Gina Carano wants to be the next James Bond, but first she talks “Haywire”

By Sean O’Connell Steven Soderbergh’s “Haywire” ensemble is a veritable who’s who of Oscar winners, Hollywood icons, red-hot contemporary stars of the silver screen and … Gina Carano?

OK, so you might not be familiar with Carano just yet. But once you realize that she stomps into “Haywire” and absolutely steals it away from the likes of Michael Douglas, Antonio Banderas, Ewan McGregor, Michael Fassbender and Channing Tatum, you’re going to sit forward and start to pay attention. Ms. Carano commands that level of respect and, in time, we believe she’ll earn what’s coming to her. Even if she has to physically take down every single person in Hollywood. One. Man. At. A. Time.

Carano couldn’t have been nicer during a recent conversation, though, about unique “Haywire” training, the fighting styles of her male co-stars, and her desire to be the next James Bond. Here’s Gina Carano: I just saw the film this morning.

Gina Carano: Oh, just this morning? I did.

It’s so funny, because they keep screening it for different people at different times, no one’s going to be left to go buy a ticket. [Laughs] Believe me, I’m going to tell a lot of people to go buy a ticket. The thing that struck me about “Haywire” is just how possible, how grounded, and how realistic all of the action is. I call it the anti-“Salt.” How much did you discuss with your director not going too far and keeping people rooted in reality?

Well, that is all Steven Soderbergh’s plan. He is authentic and real. He told me that he wanted this story to come across as something that could happen, and that people could believe in. It’s really nice to have a man with a great vision. And there really has been a great response from people who say they find it very realistic. I think it was during the rooftop chase in Dublin, which does take a long time, that I finally stopped and thought, “Well, yeah, it would actually take this person this long to get away from that many people.”

And do you know what’s so funny is that he actually cut that scene down a lot. He just enjoyed watching me run, I guess. [Laughs] But the studio told him, “It’s a little long.” So that was actually cut back tremendously. On the DVD, I want to see the entire sequence.

We’re actually going to have a lot of cool stuff on the DVD because there were a lot of fun things that went into the making of this movie. I came out of the latest “Mission: Impossible” movie the other day …

How is that? I really want to see it. Oh, it’s terrific. But driving home, it made me feel different. For a few minutes, before I allowed myself to disconnect, I felt like a character in that movie. How, then, do you disconnect after actually playing a character in a realistic, gritty action movie? Does it change how you do things? How you view the world?

Well, absolutely. Actually, Soderbergh paired me with a man named Aaron Cohen [credited as a “technical advisor”], and he’s ex-Mossad. This man went so far as to putting a GPS tracker on my car and we were playing little war games in Los Angeles.
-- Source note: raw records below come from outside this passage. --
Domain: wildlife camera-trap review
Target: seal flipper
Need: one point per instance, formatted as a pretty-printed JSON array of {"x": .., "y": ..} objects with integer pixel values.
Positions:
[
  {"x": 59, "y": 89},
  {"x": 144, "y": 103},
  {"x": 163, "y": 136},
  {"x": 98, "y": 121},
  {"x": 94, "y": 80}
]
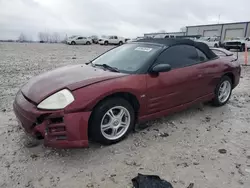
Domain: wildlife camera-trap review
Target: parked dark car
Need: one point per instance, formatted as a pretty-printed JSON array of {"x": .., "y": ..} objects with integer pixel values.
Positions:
[{"x": 139, "y": 81}]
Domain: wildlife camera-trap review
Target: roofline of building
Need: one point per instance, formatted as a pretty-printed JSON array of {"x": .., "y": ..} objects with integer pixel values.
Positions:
[
  {"x": 218, "y": 24},
  {"x": 163, "y": 33}
]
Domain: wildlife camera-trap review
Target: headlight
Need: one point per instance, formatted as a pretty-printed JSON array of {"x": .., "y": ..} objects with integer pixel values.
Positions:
[{"x": 57, "y": 101}]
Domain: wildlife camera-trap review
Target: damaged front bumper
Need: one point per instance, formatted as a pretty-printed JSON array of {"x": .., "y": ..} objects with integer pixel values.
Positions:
[{"x": 57, "y": 128}]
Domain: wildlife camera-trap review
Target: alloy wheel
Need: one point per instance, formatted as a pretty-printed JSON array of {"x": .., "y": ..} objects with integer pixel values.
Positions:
[{"x": 224, "y": 91}]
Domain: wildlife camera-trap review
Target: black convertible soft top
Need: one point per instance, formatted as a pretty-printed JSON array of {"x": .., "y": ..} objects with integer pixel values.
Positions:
[{"x": 171, "y": 42}]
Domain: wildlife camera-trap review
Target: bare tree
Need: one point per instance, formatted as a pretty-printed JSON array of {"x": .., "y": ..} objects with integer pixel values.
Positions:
[
  {"x": 55, "y": 37},
  {"x": 43, "y": 37}
]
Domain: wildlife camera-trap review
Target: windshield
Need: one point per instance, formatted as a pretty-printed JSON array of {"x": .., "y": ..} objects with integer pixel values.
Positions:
[{"x": 128, "y": 58}]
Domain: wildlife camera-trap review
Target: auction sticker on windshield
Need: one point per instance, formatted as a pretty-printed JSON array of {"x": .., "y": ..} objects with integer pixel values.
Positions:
[{"x": 143, "y": 49}]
I remember I was coming out of the hair salon and he showed up. We had these little blue guns that we were supposed to carry on us – and I mean me, Ewan, Channing and Fassbender – and if he ever snuck up on us anywhere in L.A., we were supposed to pull our guns and beat him to it. He did this outside of a hair salon, where I’m feeling really good. I’d just had my hair done! [Laughs] And I completely fumbled it and lost that game. How long did that go on?

Almost seven weeks! And he had me trailing poor, innocent soccer moms. I mean, these poor people. I had to trail them around Los Angeles without letting them catch on to the fact that I was following them. And then, halfway through the day, he’d say to me, “Oh yeah, and you’re being followed as well.” So I’d have to figure how who was stalking me, pretty much. I think that was Soderbergh’s way of brainwashing me into the role that is Mallory Kane. I love that, though. That’s so awesome.

I know. I realized that it was just like playing war with a bunch of 12-year-old boys. It was a brilliant way for Soderbergh to get me into this role. OK, so, which of you male co-stars hits the hardest?

They all have their different physicality about them. Channing is extremely strong and athletic. Fassbender is extremely tricky and kind of one of those … what’s the word I’m thinking of? Dirty. You want to say dirty.

[Laughs] Yes, Fassbender would be a dirty fighter. That’s what it is. And then Ewan McGregor was just so intelligent. He picked up the techniques very quickly. So they all had their strengths about them that would make them a dangerous fighter. I thought that they wanted Ewan for James Bond at one point?

I actually think they’d like Fassbender now. Forget that. Let’s put you in Bond.

I know! Haven’t we reached that point where the female can take the Bond character and just have a litter of very attractive men that are the Bond men? Listen, after seeing “Haywire,” I’m convinced that can happen.

Steven Soderbergh’s “Haywire” stars Gina Carano, Michael Douglas, Antonio Banderas, Ewan McGregor and Michael Fassbender. It opens everywhere on Jan. 20.